Polecam artykuł "Współczesna dieta i styl życia a ludzki paleolityczny genom:
przyczyny chorób układu krążenia" - Medycyna po Dyplomie 4/2005 .


Ab ovo :
Uwagi co do ograniczenia spożycia jajek są delikatnie mówiąc nieaktualne.
Korzyści z ich spożycia znacząco przewyższają domniemane ryzyko chorób.
Potwierdzają to obserwacje stuleci i zdrowy rozsądek naszych babć, które nie wierząc w bujdy o cholesterolu zachowywały dobre zdrowie do późnych lat, spożywając jajka i boczek regularnie.

Głównym zabójcą są :
polecane niestety węglowodany i produkty z ziaren zbóż oraz tłuszcze trans.
To spożycie cukru zwiększa cholesterol , nie jajka !
Proszę sprawdzić badania z użyciem węgla C14.

Jajka ułatwiają metabolizm homocysteiny, groźniejszej od nadmiernego cholesterolu, tym samym zapobiegają wręcz miażdżycy.

Proszę zweryfikować swoją wiedzę na ten temat - cześć podręczników na ten temat nadaje się niestety na śmietnik, podobnie jak spora część współczesnej, niespójnej dietetyki.

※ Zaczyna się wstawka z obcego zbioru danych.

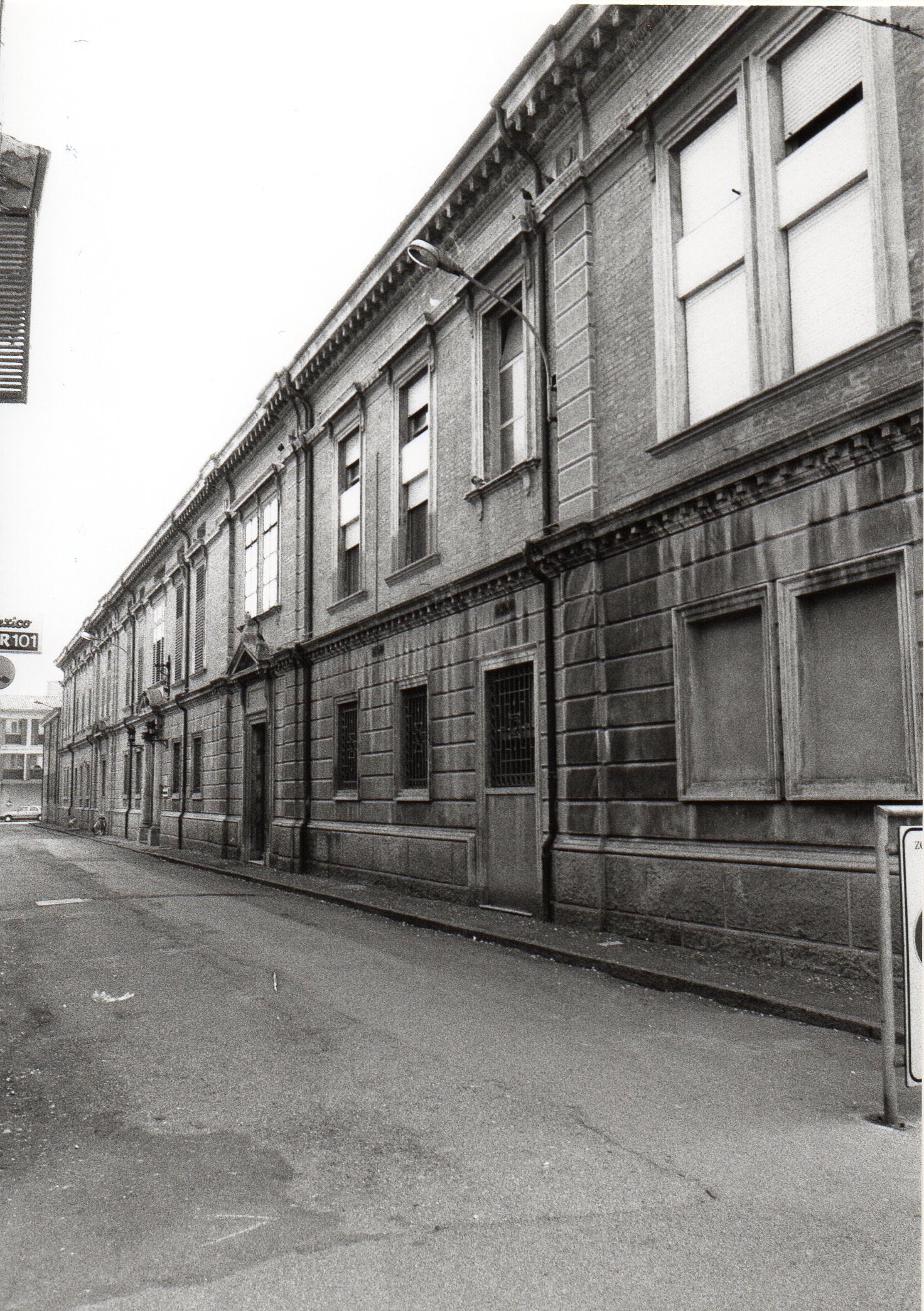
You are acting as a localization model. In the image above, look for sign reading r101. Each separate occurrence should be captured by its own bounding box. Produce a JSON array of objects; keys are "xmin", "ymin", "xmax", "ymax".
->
[{"xmin": 0, "ymin": 628, "xmax": 40, "ymax": 656}]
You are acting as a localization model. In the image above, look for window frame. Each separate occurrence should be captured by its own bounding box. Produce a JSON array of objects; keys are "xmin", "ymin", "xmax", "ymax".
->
[
  {"xmin": 392, "ymin": 359, "xmax": 436, "ymax": 571},
  {"xmin": 241, "ymin": 487, "xmax": 282, "ymax": 619},
  {"xmin": 330, "ymin": 689, "xmax": 362, "ymax": 801},
  {"xmin": 392, "ymin": 674, "xmax": 432, "ymax": 801},
  {"xmin": 468, "ymin": 264, "xmax": 539, "ymax": 495},
  {"xmin": 649, "ymin": 9, "xmax": 911, "ymax": 451},
  {"xmin": 671, "ymin": 583, "xmax": 783, "ymax": 801},
  {"xmin": 776, "ymin": 547, "xmax": 920, "ymax": 802}
]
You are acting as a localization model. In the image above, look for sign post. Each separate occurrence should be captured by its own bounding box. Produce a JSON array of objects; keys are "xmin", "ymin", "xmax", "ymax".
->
[{"xmin": 898, "ymin": 824, "xmax": 924, "ymax": 1088}]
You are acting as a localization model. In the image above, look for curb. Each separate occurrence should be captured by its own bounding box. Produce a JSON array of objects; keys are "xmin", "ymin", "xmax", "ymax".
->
[{"xmin": 36, "ymin": 821, "xmax": 905, "ymax": 1042}]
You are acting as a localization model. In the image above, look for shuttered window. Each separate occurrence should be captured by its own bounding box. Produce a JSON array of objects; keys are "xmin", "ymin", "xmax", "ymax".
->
[
  {"xmin": 400, "ymin": 372, "xmax": 430, "ymax": 564},
  {"xmin": 776, "ymin": 18, "xmax": 877, "ymax": 372},
  {"xmin": 193, "ymin": 565, "xmax": 206, "ymax": 674},
  {"xmin": 173, "ymin": 582, "xmax": 186, "ymax": 681},
  {"xmin": 675, "ymin": 104, "xmax": 751, "ymax": 423},
  {"xmin": 0, "ymin": 213, "xmax": 33, "ymax": 401}
]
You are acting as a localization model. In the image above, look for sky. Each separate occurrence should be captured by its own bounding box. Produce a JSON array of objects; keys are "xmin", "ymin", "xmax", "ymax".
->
[{"xmin": 0, "ymin": 0, "xmax": 565, "ymax": 694}]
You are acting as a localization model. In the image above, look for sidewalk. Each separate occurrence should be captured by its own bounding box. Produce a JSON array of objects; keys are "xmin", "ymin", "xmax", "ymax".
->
[{"xmin": 55, "ymin": 824, "xmax": 905, "ymax": 1042}]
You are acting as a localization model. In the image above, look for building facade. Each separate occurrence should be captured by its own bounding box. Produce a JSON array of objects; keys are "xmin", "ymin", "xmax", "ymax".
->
[
  {"xmin": 0, "ymin": 683, "xmax": 62, "ymax": 821},
  {"xmin": 45, "ymin": 5, "xmax": 924, "ymax": 970}
]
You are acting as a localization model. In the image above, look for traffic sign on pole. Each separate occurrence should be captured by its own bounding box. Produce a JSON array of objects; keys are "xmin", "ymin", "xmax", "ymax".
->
[{"xmin": 898, "ymin": 824, "xmax": 924, "ymax": 1088}]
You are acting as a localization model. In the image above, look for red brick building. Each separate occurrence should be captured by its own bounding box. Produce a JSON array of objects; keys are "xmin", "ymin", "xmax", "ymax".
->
[{"xmin": 55, "ymin": 5, "xmax": 924, "ymax": 969}]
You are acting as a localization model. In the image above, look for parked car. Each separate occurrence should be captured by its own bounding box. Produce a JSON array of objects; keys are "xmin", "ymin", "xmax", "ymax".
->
[{"xmin": 0, "ymin": 806, "xmax": 42, "ymax": 823}]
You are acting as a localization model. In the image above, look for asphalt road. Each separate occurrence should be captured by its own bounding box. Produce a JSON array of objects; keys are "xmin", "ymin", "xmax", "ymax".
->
[{"xmin": 0, "ymin": 824, "xmax": 920, "ymax": 1311}]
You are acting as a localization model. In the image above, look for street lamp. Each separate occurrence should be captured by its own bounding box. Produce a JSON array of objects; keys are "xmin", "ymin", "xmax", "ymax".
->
[{"xmin": 407, "ymin": 237, "xmax": 554, "ymax": 416}]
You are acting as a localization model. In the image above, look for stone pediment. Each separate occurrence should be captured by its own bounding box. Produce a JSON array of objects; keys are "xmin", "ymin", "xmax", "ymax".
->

http://www.heart-health-for-life.com/high-cholesterol-eggs.html
http://www.ag.ohio-state.edu/~news/story.php?id=2420
http://www.unisci.com/stories/20014/1029013.htm
http://stronglifts.com/the-truth-on-high-cholesterol-levels-egg-consumption/

A firmy dalej nas molestują, by pisać recepty na szkodliwe statyny.
http://www.naturalnews.com/cholesterol_drug.html

Pozdrawiam i życzę dużo zdrowia.
Smacznego jajka !
napisał/a: Peter 2008-02-18 13:36
Vital- napisałeś dużo prawdy. A właściwie samą prawdę.Też już tutaj pisałem o French Paradox.
Oczywiście, jajka kurze są z zaciętością zwalczane jako źrodło cholesterolu. To bzdura. Badania prowadzone przez 10 lat na populacji 10 tys. ludzi (w Japonii) potwierdziły, że spożywanie jajek ABSOLUTNIE nie wpływa na poziom cholesterolu i rozwój miażdżycy.
Dodam jeszcze, że poziom złego cholesterolu (bo o niego tu chodzi) wzrasta wskutek: stresu, wysokiego spożycia weglowodanów, braku ruchu (procesy utleniania komórkowego bez właściwego dostarczenia tlenu prowadzą do poważnych zaburzeń przemiany cholesterolowej i nie tylko) i dopiero na końcu spożywanie (oczywiście w nadmiarze tłuszczy zwierzęcych, zwłaszcza podrobów).
Pozdrawiam także:)
napisał/a: Hubert 2008-02-19 16:57
ptaku napisal(a):hej, znacie moze jakies sposoby na obnizanie poziomu cholesterolu? robilem sobie badania. okazalo sie, ze mam za wysoki poziom, a mlodzian jestem. nie chce stosowac zadnych statyn, bo nie sa one obojetne dla organizmu jesli chodzi o dzialanie uboczne itd. poszukuje jakichś naturalnych preparatów, ktore moznaby stosowac w codziennej diecie. jesli ktos cos wie, to niech daje cynk ;]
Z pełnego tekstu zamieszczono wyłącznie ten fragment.